I want to start with the reasons why you may not want to hire me. I do not want to waste your time or mine, so if there are things that you can not live with that is fine with me. I just want to be up front and honest. I have a husband that works on the road. We have a three year old son, three dogs, and three horses. I can make arrangements for some of the animals but not my son, he goes were I go. I do plan on finding him day care. 
I currently reside in Waynesboro GA. My husband is working in PA. So I am looking to get employment on the northeast coast to be closer to him. His job moves around so being in the same state or town is not required. Employment with housing and small salary is a must for us.
I have not been showing in the last three years so needless to say I am out of shape and will require some ride time to get my body back into the correct positions I know that I should be in.
Now if none of that bothers you, here are the reasons why you should want me as a part of your team.
Over 20 years experience of being around horses. My grandfather used to buy ponies and bring them to me to break so he could resell them as riding animals. 
At most of the stables where I took lessons I would work to help pay for my lessons and board. Some of the stables had pony clubs that I participated in.
I was raised on a working farm; we had livestock of all kinds. My family put up our own hay bales every year. So I do have knowledge of the haying processes.
I was active in 4H and FFA. Competing in horse judging, horse bowl, livestock judging, and other events. I was always in the top ten individual for horse judging every year. My senior year I won the TN state FFA horse judging competition. After graduating out of the programs I went back and coached the 4H and FFA horse judging team in my county for a few years. Several of my kids won their groups or placed in the top ten. 

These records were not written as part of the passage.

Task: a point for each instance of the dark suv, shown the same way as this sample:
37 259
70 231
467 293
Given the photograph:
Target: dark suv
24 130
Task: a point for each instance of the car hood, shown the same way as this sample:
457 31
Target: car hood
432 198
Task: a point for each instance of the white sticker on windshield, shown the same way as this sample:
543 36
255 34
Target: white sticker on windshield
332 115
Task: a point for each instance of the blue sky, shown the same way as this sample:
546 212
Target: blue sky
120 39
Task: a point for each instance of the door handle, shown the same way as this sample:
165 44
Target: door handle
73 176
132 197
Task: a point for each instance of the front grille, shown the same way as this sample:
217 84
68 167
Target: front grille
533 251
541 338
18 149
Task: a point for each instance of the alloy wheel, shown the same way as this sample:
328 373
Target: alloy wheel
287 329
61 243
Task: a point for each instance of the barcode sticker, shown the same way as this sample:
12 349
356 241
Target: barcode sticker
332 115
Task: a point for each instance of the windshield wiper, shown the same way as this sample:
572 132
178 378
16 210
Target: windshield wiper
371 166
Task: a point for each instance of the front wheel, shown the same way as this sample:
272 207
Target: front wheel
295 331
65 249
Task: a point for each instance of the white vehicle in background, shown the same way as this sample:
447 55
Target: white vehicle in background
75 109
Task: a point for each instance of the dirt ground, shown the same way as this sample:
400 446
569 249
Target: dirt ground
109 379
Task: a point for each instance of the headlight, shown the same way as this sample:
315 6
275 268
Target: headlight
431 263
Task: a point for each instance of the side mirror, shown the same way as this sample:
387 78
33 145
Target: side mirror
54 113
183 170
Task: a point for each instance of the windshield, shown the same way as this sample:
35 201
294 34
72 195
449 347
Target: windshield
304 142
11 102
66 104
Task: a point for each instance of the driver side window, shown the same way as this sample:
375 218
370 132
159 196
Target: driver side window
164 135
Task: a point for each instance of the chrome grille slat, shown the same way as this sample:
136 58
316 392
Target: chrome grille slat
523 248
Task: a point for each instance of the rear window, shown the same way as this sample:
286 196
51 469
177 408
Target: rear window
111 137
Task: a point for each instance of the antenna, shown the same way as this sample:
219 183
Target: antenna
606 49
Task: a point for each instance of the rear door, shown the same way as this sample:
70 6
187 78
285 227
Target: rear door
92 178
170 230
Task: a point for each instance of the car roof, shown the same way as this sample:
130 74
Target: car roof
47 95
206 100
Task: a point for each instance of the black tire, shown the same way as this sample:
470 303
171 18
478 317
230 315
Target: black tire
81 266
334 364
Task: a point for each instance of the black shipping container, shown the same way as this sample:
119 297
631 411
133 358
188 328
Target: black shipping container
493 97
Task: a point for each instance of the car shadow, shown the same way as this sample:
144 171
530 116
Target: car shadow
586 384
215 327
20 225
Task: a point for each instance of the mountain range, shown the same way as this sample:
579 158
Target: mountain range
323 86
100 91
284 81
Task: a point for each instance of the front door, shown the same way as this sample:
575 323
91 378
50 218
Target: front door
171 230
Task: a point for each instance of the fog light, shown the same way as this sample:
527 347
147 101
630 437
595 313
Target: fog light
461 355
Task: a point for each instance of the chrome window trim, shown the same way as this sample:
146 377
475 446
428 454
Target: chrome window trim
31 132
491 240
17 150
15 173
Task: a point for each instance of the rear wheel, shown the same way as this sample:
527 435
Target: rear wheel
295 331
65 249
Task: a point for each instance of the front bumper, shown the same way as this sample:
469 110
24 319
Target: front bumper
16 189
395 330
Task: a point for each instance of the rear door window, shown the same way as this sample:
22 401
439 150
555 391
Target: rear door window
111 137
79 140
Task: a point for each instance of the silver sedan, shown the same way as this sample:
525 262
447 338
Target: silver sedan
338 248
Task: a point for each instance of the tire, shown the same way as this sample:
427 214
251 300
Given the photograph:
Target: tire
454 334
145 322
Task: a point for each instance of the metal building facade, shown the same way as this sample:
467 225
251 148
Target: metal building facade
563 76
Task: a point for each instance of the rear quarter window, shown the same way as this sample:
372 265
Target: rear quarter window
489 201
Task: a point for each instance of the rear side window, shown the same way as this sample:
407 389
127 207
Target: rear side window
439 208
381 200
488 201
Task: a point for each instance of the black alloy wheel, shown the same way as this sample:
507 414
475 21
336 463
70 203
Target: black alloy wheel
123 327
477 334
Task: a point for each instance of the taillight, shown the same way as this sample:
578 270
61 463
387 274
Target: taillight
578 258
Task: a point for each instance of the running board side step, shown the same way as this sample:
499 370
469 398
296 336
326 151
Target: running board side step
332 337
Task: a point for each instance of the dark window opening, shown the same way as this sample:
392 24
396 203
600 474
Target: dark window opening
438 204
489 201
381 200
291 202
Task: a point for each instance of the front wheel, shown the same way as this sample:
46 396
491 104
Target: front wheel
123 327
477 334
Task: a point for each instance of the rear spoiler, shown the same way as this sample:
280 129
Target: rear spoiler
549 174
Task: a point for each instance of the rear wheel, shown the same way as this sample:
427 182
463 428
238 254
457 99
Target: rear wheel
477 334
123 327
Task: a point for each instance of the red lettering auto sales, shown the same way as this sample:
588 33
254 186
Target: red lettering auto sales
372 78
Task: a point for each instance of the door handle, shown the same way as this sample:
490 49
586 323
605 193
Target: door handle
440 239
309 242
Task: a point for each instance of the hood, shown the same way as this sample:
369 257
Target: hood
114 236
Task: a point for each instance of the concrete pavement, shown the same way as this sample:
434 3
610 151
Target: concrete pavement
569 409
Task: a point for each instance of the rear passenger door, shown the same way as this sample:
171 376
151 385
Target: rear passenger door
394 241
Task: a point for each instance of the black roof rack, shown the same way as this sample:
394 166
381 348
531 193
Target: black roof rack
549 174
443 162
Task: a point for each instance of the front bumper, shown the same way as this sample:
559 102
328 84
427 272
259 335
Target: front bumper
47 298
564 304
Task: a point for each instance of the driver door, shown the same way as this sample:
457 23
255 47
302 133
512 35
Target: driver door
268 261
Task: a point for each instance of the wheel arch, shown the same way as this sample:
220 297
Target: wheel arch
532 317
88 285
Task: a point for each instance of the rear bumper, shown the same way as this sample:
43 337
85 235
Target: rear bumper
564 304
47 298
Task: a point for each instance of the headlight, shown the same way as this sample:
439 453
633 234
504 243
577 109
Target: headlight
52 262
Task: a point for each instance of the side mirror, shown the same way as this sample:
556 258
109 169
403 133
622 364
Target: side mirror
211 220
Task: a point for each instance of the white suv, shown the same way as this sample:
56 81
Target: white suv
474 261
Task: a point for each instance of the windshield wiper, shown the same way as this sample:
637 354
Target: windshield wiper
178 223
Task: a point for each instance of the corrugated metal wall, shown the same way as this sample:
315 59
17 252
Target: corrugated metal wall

I have given beginner lessons in western, English, and saddle seat. I am very good with the kids, better than adults. I am creative in finding ways to keep them interested and having fun while learning the basics and getting a good seat.
I have shown in many different disciplines and levels of riding. I have traveled to some large national shows to watch so I know the atmosphere but have not shown. I also have knowledge in fitted and shown halter horses. Other classes I have shown in are showmanship, wp, hus, equitation, horsemanship, trail, barrels, poles, equitation over fences, hunter hack, jumping, cross country, and walking and racking horse classes.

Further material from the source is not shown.